Profiling llama

seconds

                March 31, 2021

            Profiling llama

            Profiling llama
I wrote a few months back about llama, my experimental project for executing shell commands in Amazon Lambda. I briefly previewed llamacc, the GCC-compatible wrapper that allows for building C and C++ software using Lambda to outsource the compute, in the style of distcc.
Since then, I’ve done a bunch of work on llamacc performance, and have reached the point where it can achieve at least a 5x speedup (10 minutes → 2 minutes) building the core of LLVM compared to my Ryzen 3900 desktop — already quite a beefy machine. Today I want to share some notes of how I went about even understanding the performance of this system, since it was (and continues to be) a pretty interesting problem.
The complexity of llamacc
A build using llamacc invokes a – frankly – overwhelmingly complex distributed system. 
You run make -j <big number> to run many compile processes at once. Each compile process invokes llamacc, which does a local RPC to the llama daemon¹. That daemon uploads the source .c  file and any headers it relies on to S3, and then calls Amazon Lambda to invoke the compilation function. Behind the scenes, Lambda keeps some number of function images “warm” (initialized but suspended, able to quickly handle new requests), and also launches new functions on-demand as needed. Your request will be scheduled to one of those functions, which will itself talk to S3 to download all the required source files, invoke gcc locally to compile it, upload the resulting object file to S3, and then return a reply to the client.
Understanding the performance of a system like this is a nightmare. There are so many things that might bottleneck and tank your latency. Maybe you’re saturating the local CPU with all the make jobs and discovering dependencies; maybe shuttling data to and from S3 is your problem. If you add more parallelism, maybe that means AWS has to start more Lambda workers instead of reusing them, and the cold-start latency ends up losing all of the gains from concurrency. Maybe the Makefile doesn’t have has much available parallelism as you’d like. Maybe it does, but there’s one compile in particular that’s much slower than the rest and so you end up waiting for it. Or more!
There’s no “off-the-shelf” profiler for systems like this; you inevitably end up having to build some level of custom tooling and instrumentation to gather data. This post is about the tools I have built and used so far in my work on Llama.
Tracing Llama
Honeycomb
The first tool I attempted to integrate was Honeycomb. I am a huge fan of their product, and it’s specifically designed for observing gnarly distributed systems. I used their beeline package to add tracing spans and instrumentation to the llama daemon, sending a single trace tree for each “upload/invoke/download” cycle. I also added some simple timers to the remote executor, and adding them to the Honeycomb spans, which let me observe how long the Lambda process spent downloading vs executing the compiler vs uploading data.
Overall, I was pretty pleased with Honeycomb as a first go. I was able to query over all the invocations in a build to see how long various operations were going, and use their tracing to zoom into individual compiler invocations. I could see pretty clearly, for instance, that my bottleneck was uploading to S3, with individual builds spending multiple seconds sending data!
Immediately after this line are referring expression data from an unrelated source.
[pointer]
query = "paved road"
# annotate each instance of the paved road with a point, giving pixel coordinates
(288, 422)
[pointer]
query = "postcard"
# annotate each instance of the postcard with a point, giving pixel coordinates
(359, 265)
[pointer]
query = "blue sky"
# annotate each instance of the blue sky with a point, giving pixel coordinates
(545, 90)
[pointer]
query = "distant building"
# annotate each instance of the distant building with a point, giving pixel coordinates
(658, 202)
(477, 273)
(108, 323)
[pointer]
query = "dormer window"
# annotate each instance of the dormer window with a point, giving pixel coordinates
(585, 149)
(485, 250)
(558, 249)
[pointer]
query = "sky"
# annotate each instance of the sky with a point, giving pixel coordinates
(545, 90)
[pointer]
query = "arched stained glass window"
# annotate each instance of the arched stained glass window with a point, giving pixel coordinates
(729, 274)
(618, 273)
However, I ran into two frustrating limitations with Honeycomb:

There was no way to do (as far as I can tell?) horizontal sums. I could look at “upload latency” over time, but if I wanted to, say, sum the total time (or get the average or p50 time) over an entire time window, Honeycomb does not seem to support that operation. Being unable to look at aggregate statistics over an entire build fed into my second complaint:
It was difficult to compare builds. Honeycomb is (understandably) very focused on time, wanting to show results over time. There was no way to easily bookmark or name a “build” (i.e. an entire make invocation), and especially not to compare two side-by-side. If I made a change and wanted to ask if it, say, spent less time in S3 upload, I mostly had to just do two queries in separate tabs and eyeball.

Ultimately, these traces are small data, or medium data at best, and I kind of just wanted to download them so I could do arbitrary analysis locally; but I could not find a way to export full trace data from Honeycomb.
The experiment did sell me on the virtues of distributed tracing as a model for understanding performance. Being able to zoom into individual runs, and to break down metrics on arbitrary axes in order to understand patterns, was just too useful, and attempting to pre-aggregate metrics just seemed way too inflexible.
Roll-your-own
I briefly looked at AWS X-Ray and OpenTracing, but ultimately decided that this use case was (a) odd enough and (b) small enough that I would just build my own.
I coded up my own small tracing framework, with a pretty standard Span type:
type Span struct {
        TraceId  string `json:"trace_id"`
        SpanId   string `json:"span_id"`
        ParentId string `json:"parent_id"`

        Name     string                 `json:"name"`
        Start    time.Time              `json:"start"`
        Duration time.Duration          `json:"duration"`
        Fields   map[string]interface{} `json:"fields"`
}

I also built as a small Go API for using package context to store and propagate traces. I built a simple exporter to newline-delimited JSON, and ported all my Honeycomb code over to the new framework. I could now run builds and get detailed tracing and timing data for each build in a local JSON file, ready for analysis.
Propagating traces
I knew I wanted my tracing to produce a single unified trace encompassing the code running in:

The llamacc binary
The llama daemon, which llamacc RPCs to and which actually talks to S3 and Lambda
The remote code running inside Amazon Lambda

To handle this, I built an in-memory trace exporter, which just captures a set of Spans into an in-memory buffer, which we can then pass around. I then:

Augmented the Lambda communication protocol to pass trace and span IDs, and to return a full set of spans recorded during the remote execution, which the local client then adds into its local trace recorder, so they end up in the JSON output, and
Added an API to the llama daemon to accept traces, and had llamacc perform an additional RPC to log its own spans to the local daemon.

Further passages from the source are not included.